PDQ: Proof-driven Query Planning

Lead Research Organisation: University of Oxford
Department Name: Computer Science

Abstract

Current data management solutions have several bottlenecks. One concerns scale -- how to get complex queries to run more quickly over ever-larger datasets. Another one, increasingly recognized by the research community, concerns usability: the most common data management solutions require data to be available in an SQL schema, with application programmers needing to write custom code to transform data from a myriad of other formats into the one "gold standard'' flat data description.

This project provides assistance on both of these problems through the development of an advanced query planning system that can deal with sources that have complex interfaces and rich integrity constraints.
By query planning we refer to a process that takes as input a query specified in terms of one vocabulary, translating it into a description in another vocabulary that can be more efficiently executed. Our approach to query planning, proof-driven query planning (PDQ), is based on
foundational ideas from computational logic: we search for "a proof that the query is answerable'' relative to the interfaces and constraints.
For each such proof we can use a variation of a technique from logic -- interpolation -- to produce a query plan that abides by the interfaces while making use of the constraints. As we search for a proof, we can estimate the cost of the generated plan, thus taking into
account proof structure and cost in searching for the optimal plan. Thus PDQ combines ideas from logic, query optimization, and search.
The importance of taking into account interface restrictions and data semantics in new data-driven applications, along with recent advances in reasoning systems for relational data, make this exactly the right time to take a fresh look at exploiting reasoning within query planning.

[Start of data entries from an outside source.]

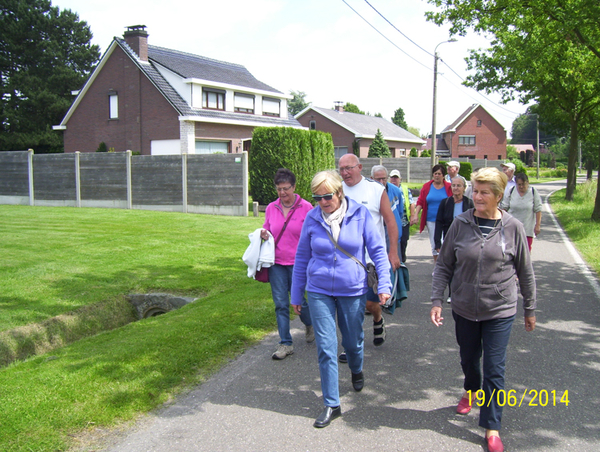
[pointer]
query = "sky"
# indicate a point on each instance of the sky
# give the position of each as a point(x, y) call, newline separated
point(320, 47)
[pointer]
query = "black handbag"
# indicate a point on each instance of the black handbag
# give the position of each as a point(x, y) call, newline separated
point(372, 278)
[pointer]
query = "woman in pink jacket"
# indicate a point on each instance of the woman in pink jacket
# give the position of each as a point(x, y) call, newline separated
point(284, 218)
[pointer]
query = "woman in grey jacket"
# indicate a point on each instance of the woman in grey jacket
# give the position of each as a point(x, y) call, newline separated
point(486, 254)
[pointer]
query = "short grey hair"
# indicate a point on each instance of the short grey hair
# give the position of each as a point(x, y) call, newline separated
point(378, 168)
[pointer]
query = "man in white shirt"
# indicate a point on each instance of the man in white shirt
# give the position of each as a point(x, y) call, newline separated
point(372, 195)
point(509, 169)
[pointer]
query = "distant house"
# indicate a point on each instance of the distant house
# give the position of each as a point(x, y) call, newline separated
point(350, 130)
point(159, 101)
point(475, 134)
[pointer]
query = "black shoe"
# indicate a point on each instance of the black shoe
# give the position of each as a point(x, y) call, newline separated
point(328, 415)
point(358, 381)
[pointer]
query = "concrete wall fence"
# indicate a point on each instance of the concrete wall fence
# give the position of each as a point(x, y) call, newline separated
point(210, 184)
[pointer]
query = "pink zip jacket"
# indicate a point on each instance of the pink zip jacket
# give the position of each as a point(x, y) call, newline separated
point(285, 252)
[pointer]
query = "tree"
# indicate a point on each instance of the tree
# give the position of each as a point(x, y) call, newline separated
point(379, 147)
point(45, 53)
point(353, 108)
point(399, 120)
point(298, 102)
point(564, 81)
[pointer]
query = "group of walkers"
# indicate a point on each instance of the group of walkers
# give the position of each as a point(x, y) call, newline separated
point(480, 249)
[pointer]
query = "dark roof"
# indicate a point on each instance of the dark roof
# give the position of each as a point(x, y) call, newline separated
point(194, 66)
point(367, 125)
point(207, 69)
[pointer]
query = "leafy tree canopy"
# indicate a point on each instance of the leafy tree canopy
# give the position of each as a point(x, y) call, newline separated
point(45, 54)
point(399, 120)
point(379, 147)
point(298, 102)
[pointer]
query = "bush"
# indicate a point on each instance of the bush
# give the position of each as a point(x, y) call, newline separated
point(304, 152)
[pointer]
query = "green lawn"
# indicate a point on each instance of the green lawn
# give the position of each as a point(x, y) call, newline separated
point(55, 260)
point(575, 219)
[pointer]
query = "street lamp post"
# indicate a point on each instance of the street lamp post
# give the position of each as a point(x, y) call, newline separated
point(433, 137)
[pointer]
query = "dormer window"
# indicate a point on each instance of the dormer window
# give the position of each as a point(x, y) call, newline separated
point(213, 99)
point(113, 105)
point(243, 103)
point(271, 107)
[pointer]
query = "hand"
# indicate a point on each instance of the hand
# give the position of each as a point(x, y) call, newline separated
point(529, 323)
point(394, 259)
point(383, 297)
point(436, 315)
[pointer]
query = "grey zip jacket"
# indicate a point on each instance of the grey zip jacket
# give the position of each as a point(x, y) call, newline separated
point(485, 270)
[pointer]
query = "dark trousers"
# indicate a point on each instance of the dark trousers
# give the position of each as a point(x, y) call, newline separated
point(404, 241)
point(489, 338)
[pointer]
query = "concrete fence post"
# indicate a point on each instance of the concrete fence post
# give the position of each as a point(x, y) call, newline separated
point(184, 182)
point(30, 174)
point(128, 166)
point(77, 180)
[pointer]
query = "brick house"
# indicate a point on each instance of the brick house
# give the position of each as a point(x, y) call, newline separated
point(475, 134)
point(160, 101)
point(351, 129)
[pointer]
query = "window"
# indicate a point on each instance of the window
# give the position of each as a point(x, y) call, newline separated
point(467, 140)
point(113, 105)
point(214, 99)
point(243, 103)
point(271, 107)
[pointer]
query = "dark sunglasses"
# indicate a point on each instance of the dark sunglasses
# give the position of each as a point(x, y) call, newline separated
point(327, 197)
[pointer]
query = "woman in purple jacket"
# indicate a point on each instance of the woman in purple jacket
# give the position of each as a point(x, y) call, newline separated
point(290, 208)
point(336, 284)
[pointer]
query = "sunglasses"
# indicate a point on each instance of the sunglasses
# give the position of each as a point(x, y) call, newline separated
point(326, 197)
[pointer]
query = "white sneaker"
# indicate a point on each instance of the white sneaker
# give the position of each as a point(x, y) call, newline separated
point(310, 334)
point(283, 351)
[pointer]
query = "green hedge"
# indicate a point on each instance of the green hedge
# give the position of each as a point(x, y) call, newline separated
point(304, 152)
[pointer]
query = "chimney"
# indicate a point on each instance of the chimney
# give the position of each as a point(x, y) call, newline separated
point(136, 37)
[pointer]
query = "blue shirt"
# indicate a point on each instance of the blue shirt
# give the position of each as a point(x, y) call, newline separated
point(434, 198)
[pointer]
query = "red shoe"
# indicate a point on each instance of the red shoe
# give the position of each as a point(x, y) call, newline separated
point(464, 406)
point(495, 444)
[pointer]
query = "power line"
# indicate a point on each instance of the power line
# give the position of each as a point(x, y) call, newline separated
point(385, 37)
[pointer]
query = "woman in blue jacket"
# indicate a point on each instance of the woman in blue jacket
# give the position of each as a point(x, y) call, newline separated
point(336, 284)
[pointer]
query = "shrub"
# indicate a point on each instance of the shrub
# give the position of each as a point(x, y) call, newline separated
point(304, 152)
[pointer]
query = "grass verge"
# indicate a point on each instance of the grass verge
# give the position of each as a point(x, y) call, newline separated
point(575, 218)
point(57, 260)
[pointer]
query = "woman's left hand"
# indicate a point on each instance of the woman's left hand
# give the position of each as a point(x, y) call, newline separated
point(529, 323)
point(383, 297)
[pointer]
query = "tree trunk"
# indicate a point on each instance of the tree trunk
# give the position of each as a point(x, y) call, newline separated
point(596, 212)
point(572, 167)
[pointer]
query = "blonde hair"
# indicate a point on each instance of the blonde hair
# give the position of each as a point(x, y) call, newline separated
point(493, 176)
point(331, 180)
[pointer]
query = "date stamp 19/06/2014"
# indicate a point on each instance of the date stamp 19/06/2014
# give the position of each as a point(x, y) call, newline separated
point(541, 397)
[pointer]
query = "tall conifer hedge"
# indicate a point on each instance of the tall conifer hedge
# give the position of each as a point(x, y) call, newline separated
point(304, 152)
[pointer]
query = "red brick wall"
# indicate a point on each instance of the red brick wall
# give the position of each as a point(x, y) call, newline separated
point(490, 137)
point(144, 113)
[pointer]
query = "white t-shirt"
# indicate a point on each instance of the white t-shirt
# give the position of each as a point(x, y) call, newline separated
point(368, 193)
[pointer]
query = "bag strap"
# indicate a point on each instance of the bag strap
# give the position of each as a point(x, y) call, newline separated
point(285, 223)
point(344, 251)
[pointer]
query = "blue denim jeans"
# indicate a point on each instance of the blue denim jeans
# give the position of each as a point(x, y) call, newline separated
point(280, 277)
point(350, 313)
point(489, 337)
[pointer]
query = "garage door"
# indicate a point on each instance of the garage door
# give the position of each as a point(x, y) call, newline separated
point(212, 147)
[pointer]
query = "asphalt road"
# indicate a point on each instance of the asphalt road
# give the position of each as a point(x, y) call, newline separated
point(412, 382)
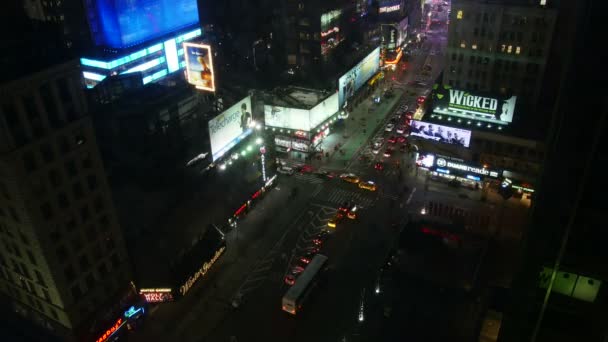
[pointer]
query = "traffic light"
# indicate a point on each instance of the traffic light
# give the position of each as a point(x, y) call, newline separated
point(506, 189)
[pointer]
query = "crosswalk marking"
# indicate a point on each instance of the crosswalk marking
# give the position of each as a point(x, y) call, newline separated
point(312, 179)
point(339, 196)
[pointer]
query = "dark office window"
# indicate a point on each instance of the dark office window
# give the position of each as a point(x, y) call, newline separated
point(14, 124)
point(77, 190)
point(46, 151)
point(39, 278)
point(29, 161)
point(63, 200)
point(84, 262)
point(92, 181)
point(14, 214)
point(71, 169)
point(46, 210)
point(55, 177)
point(85, 214)
point(31, 257)
point(62, 253)
point(76, 292)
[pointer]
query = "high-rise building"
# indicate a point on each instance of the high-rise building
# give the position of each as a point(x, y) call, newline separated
point(559, 293)
point(67, 17)
point(499, 47)
point(63, 261)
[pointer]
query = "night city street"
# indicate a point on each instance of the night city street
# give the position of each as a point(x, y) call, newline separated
point(311, 170)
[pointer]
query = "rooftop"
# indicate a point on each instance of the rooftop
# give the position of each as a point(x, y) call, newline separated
point(297, 97)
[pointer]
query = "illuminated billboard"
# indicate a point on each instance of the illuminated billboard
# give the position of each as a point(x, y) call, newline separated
point(301, 119)
point(357, 76)
point(121, 23)
point(199, 66)
point(440, 133)
point(229, 128)
point(467, 105)
point(157, 295)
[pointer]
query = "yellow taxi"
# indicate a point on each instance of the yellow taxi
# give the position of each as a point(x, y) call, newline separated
point(333, 222)
point(350, 178)
point(369, 185)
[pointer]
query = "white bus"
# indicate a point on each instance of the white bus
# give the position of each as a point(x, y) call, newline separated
point(296, 295)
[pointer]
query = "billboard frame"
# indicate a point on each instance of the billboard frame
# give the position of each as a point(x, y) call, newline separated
point(189, 45)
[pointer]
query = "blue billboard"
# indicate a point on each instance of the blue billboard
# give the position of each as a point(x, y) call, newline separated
point(123, 23)
point(357, 76)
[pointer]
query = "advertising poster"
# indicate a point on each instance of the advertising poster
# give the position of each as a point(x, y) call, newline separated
point(440, 133)
point(468, 105)
point(357, 76)
point(324, 110)
point(199, 66)
point(229, 128)
point(290, 118)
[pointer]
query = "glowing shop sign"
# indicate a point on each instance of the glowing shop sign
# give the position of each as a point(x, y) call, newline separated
point(263, 167)
point(388, 9)
point(111, 331)
point(201, 272)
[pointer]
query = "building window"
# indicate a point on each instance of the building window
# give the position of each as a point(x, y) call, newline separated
point(76, 292)
point(71, 168)
point(85, 214)
point(29, 162)
point(63, 200)
point(77, 190)
point(40, 278)
point(55, 178)
point(31, 257)
point(92, 181)
point(47, 153)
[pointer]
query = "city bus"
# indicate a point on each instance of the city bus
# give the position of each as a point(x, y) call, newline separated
point(306, 282)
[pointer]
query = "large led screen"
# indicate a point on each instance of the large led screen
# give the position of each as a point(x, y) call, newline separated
point(290, 118)
point(199, 66)
point(123, 23)
point(323, 110)
point(440, 133)
point(467, 105)
point(229, 128)
point(358, 75)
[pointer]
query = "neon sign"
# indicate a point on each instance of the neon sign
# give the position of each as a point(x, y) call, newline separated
point(201, 272)
point(111, 331)
point(388, 9)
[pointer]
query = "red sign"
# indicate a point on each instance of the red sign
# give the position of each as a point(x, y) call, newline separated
point(111, 331)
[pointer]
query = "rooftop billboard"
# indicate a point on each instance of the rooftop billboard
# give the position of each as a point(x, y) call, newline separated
point(229, 128)
point(124, 23)
point(440, 133)
point(199, 66)
point(468, 105)
point(357, 76)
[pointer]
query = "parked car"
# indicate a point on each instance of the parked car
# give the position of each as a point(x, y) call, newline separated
point(286, 170)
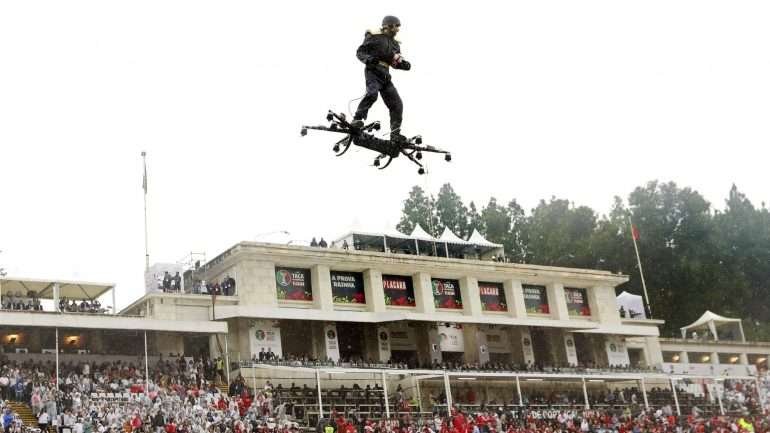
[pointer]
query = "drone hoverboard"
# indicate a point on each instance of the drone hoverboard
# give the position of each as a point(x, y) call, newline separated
point(363, 137)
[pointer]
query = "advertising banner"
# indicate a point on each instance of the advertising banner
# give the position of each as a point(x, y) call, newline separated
point(399, 291)
point(617, 352)
point(402, 337)
point(451, 338)
point(498, 340)
point(577, 301)
point(332, 345)
point(569, 347)
point(293, 284)
point(265, 335)
point(492, 297)
point(383, 343)
point(348, 287)
point(446, 294)
point(535, 299)
point(526, 347)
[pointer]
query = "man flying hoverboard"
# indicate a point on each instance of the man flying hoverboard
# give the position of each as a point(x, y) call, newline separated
point(380, 51)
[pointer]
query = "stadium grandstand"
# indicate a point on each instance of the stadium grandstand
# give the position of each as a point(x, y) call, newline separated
point(376, 330)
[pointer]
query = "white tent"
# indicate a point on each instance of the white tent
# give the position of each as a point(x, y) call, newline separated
point(632, 304)
point(421, 234)
point(450, 237)
point(712, 321)
point(477, 239)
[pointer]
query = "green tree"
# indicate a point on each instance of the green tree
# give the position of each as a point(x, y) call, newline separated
point(418, 209)
point(451, 212)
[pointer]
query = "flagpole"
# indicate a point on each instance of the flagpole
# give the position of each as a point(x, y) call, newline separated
point(144, 187)
point(639, 262)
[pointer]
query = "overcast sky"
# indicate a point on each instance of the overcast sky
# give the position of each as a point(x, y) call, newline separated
point(578, 99)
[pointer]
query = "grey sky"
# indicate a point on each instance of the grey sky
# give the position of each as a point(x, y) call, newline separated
point(582, 100)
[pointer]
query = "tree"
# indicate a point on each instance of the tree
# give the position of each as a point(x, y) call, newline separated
point(451, 212)
point(418, 209)
point(496, 221)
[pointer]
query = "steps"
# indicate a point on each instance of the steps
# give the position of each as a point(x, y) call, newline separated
point(25, 413)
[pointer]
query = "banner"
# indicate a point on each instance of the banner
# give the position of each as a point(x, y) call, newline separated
point(569, 347)
point(402, 337)
point(498, 340)
point(332, 345)
point(535, 299)
point(617, 352)
point(399, 291)
point(446, 294)
point(383, 343)
point(451, 337)
point(526, 347)
point(293, 284)
point(348, 287)
point(265, 335)
point(577, 301)
point(492, 297)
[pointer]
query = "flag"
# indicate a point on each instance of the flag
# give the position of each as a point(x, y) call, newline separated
point(634, 232)
point(144, 178)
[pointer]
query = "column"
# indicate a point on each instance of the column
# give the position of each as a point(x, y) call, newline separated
point(514, 296)
point(448, 392)
point(585, 394)
point(385, 395)
point(471, 343)
point(469, 289)
point(375, 298)
point(676, 399)
point(557, 304)
point(423, 293)
point(322, 288)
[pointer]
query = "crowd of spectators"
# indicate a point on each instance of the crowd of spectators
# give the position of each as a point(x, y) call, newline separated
point(182, 397)
point(81, 306)
point(304, 360)
point(15, 301)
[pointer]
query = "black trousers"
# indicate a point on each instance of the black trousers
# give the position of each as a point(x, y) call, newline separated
point(378, 82)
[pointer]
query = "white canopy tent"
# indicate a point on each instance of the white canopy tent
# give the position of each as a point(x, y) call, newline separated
point(712, 321)
point(632, 304)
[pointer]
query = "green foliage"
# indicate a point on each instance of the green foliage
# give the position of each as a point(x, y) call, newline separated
point(694, 257)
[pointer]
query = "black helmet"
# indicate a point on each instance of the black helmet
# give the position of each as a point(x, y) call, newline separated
point(390, 20)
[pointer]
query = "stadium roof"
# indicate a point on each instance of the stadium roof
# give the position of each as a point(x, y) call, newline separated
point(22, 287)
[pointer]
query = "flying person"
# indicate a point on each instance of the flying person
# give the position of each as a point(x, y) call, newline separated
point(381, 51)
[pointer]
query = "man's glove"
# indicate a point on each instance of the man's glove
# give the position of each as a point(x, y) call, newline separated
point(404, 65)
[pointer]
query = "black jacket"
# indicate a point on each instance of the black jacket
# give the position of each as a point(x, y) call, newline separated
point(378, 47)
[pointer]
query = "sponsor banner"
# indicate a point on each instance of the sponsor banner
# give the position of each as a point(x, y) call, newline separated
point(525, 413)
point(446, 294)
point(492, 297)
point(399, 290)
point(498, 341)
point(526, 347)
point(383, 343)
point(577, 301)
point(569, 347)
point(264, 334)
point(402, 337)
point(481, 340)
point(293, 284)
point(332, 344)
point(348, 287)
point(535, 299)
point(451, 338)
point(617, 352)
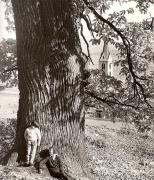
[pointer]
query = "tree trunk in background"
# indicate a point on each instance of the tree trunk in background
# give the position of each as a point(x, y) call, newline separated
point(50, 69)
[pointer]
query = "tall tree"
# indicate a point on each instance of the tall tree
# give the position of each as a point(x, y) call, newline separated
point(50, 67)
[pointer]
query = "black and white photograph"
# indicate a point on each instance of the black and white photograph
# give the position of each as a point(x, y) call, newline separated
point(76, 89)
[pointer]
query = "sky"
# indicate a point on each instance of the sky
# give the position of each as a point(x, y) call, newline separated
point(117, 7)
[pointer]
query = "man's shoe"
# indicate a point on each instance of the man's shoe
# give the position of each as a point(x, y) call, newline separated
point(26, 164)
point(31, 164)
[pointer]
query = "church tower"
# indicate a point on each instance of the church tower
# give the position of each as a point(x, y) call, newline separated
point(105, 60)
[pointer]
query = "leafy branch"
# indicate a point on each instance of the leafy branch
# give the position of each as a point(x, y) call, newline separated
point(137, 84)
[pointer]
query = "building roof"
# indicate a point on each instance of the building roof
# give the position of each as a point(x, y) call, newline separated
point(105, 53)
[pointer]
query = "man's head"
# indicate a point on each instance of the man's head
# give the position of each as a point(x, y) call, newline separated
point(35, 124)
point(51, 151)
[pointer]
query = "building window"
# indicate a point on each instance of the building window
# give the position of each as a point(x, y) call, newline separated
point(103, 66)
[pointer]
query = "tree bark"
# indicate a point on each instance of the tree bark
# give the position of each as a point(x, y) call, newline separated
point(50, 68)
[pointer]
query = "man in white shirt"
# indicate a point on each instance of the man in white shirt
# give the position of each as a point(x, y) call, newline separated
point(33, 139)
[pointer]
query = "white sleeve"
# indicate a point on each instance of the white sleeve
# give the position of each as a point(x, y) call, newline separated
point(38, 137)
point(25, 134)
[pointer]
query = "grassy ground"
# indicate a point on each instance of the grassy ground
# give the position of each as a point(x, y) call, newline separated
point(112, 155)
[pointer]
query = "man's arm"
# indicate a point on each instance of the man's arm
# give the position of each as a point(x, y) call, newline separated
point(25, 135)
point(38, 137)
point(41, 164)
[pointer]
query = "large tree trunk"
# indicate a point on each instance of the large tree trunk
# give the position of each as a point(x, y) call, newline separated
point(50, 70)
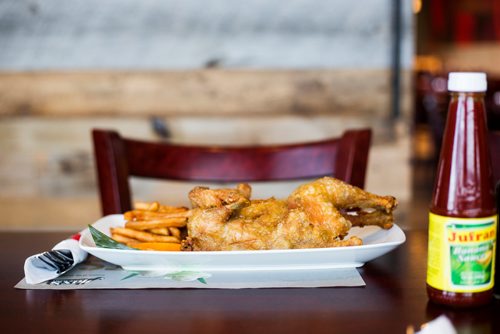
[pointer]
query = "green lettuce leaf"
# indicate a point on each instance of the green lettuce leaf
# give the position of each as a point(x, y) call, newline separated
point(102, 240)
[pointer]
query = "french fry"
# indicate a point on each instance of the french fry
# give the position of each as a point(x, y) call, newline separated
point(148, 215)
point(160, 231)
point(143, 205)
point(143, 236)
point(175, 232)
point(153, 225)
point(149, 224)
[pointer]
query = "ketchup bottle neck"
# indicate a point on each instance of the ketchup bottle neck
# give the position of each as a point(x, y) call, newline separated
point(464, 180)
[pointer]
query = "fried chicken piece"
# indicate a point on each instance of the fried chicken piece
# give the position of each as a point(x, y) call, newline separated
point(204, 197)
point(325, 199)
point(317, 214)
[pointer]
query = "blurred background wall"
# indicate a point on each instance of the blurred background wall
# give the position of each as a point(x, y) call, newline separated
point(204, 72)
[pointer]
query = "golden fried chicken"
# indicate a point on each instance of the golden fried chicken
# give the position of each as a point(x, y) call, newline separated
point(316, 214)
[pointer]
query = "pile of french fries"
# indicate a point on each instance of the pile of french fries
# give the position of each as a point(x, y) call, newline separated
point(152, 226)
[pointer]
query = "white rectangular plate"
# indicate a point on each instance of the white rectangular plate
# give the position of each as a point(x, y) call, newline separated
point(376, 242)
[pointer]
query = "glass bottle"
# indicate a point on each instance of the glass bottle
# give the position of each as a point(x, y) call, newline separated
point(463, 218)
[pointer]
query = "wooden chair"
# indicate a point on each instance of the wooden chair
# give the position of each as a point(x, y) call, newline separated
point(117, 158)
point(494, 140)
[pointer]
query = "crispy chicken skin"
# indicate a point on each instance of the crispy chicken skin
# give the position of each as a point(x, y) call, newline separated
point(316, 214)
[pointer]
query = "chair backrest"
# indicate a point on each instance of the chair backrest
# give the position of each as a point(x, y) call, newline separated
point(117, 158)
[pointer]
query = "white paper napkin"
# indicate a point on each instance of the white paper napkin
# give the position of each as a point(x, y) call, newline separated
point(35, 274)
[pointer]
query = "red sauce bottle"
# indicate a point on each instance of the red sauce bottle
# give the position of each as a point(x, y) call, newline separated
point(463, 218)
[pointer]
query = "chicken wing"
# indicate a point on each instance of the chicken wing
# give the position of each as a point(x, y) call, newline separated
point(316, 214)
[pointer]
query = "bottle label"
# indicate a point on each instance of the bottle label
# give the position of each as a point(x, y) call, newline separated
point(461, 254)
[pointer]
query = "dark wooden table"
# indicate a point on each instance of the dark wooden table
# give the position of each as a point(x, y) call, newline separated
point(394, 297)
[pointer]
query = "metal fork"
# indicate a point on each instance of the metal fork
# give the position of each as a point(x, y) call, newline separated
point(59, 260)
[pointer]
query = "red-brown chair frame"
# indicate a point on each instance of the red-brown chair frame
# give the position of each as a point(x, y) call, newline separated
point(117, 158)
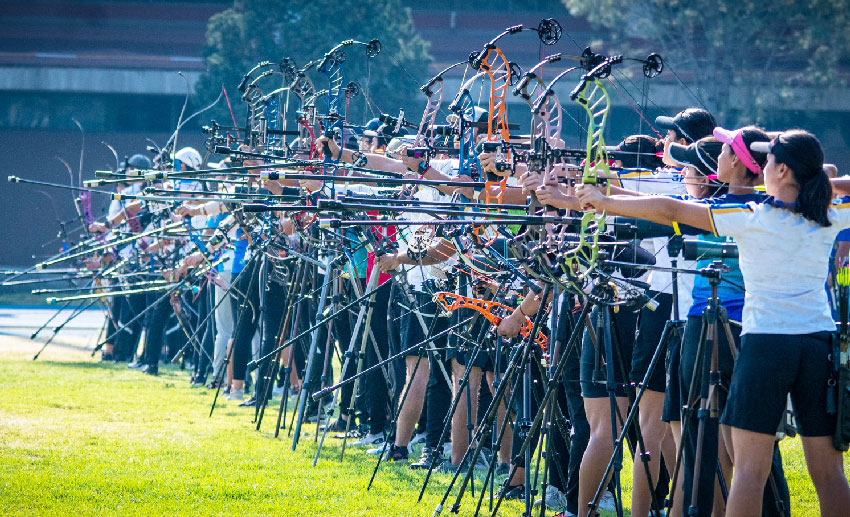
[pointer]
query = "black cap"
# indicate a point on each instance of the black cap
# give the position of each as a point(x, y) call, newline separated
point(701, 155)
point(691, 124)
point(637, 150)
point(138, 161)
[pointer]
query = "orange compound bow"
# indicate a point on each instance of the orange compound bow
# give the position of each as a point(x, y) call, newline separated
point(452, 302)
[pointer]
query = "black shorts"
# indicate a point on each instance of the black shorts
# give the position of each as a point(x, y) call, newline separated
point(650, 328)
point(769, 367)
point(672, 411)
point(624, 323)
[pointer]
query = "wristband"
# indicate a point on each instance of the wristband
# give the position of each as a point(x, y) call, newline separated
point(519, 308)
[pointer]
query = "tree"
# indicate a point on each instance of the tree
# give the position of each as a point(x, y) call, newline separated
point(269, 30)
point(741, 54)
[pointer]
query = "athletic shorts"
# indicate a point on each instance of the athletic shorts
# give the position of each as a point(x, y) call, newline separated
point(650, 328)
point(672, 411)
point(594, 380)
point(769, 367)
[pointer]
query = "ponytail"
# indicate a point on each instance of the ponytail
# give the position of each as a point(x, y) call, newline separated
point(802, 153)
point(815, 197)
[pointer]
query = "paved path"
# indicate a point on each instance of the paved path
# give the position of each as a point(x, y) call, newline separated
point(23, 321)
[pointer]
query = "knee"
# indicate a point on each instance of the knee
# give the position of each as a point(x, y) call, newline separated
point(826, 474)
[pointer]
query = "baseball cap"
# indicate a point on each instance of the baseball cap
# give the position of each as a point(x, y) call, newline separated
point(692, 123)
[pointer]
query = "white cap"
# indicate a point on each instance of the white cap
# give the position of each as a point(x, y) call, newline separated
point(189, 156)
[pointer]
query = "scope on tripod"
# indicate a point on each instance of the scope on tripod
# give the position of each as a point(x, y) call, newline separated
point(706, 250)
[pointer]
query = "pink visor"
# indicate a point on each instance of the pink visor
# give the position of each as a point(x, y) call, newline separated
point(735, 139)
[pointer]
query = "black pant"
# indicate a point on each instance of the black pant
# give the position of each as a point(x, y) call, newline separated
point(206, 332)
point(155, 321)
point(579, 426)
point(246, 320)
point(127, 340)
point(376, 388)
point(275, 302)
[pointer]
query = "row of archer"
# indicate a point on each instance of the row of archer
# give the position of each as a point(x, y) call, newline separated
point(511, 247)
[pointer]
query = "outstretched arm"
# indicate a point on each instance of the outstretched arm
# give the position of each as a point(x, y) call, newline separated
point(658, 209)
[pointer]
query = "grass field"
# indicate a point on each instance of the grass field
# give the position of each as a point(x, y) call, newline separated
point(79, 436)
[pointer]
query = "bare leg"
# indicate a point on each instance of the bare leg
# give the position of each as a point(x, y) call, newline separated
point(676, 436)
point(726, 467)
point(229, 364)
point(460, 434)
point(408, 413)
point(508, 438)
point(752, 459)
point(654, 431)
point(599, 448)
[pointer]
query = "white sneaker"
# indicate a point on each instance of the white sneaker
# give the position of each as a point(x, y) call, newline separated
point(369, 439)
point(236, 395)
point(607, 503)
point(376, 451)
point(379, 450)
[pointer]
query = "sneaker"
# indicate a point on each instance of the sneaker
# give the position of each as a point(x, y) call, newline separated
point(356, 431)
point(198, 382)
point(337, 426)
point(397, 454)
point(370, 439)
point(428, 459)
point(555, 500)
point(607, 503)
point(483, 461)
point(448, 468)
point(513, 492)
point(376, 451)
point(447, 449)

Proof-driven query planning provides benefits in diverse application scenarios. It can be applied within a middleware setting in which the user queries refer to external data that is difficult to access. It applies also to the problem of finding more efficient plans within a single database manager, either running on top of the DBMS or subsuming the setting of traditional database query optimization.

The impact of PDQ is foundational as well as practical:
proof-driven query planning gives a new methodology for transforming a logical plan to a physical plan that unifies application-level integrity constraints with logical/physical mappings, giving the prospect of a fully logic-based approach to query optimization in database management systems.

We will develop not only the underlying foundation of proof-driven planning, but also create proof-of-concept systems for the middleware and centralized settings.

Planned Impact

The project outlines a new way to inject logical methods into database systems. This has significant industrial impact as well as foundational impact.


I. Impact for users of data management products includes:

-- the project provides an approach to improve performance in running complex queries over datasets that are mushrooming in size, by allowing more powerful integrity constraint-aware optimization. The impact can be particularly significant when the data to be accessed resides on the web, and thus the overhead of accessing data dominates processing time.

-- the project gives a significant increase to the usability of data management systems by:

--- allowing data from web-based sources to be pulled in transparently to answer queries

--- insulating database developers from the details of mappings -- both mappings between the programmer view of data objects and the underlying stored data and mappings among datasources -- while exploiting these mappings in generating efficient query plans. The current need to create and maintain these mappings is known to be a huge "pain point" for database users.

Furthermore:

--- The technology makes the benefits of logic-based optimization available to current database management environments, targeting "closed world'' systems based on the relational model and its extensions (e.g. nested relations). This proposal thus represents an excellent complement to existing research initiatives focusing on newer data models.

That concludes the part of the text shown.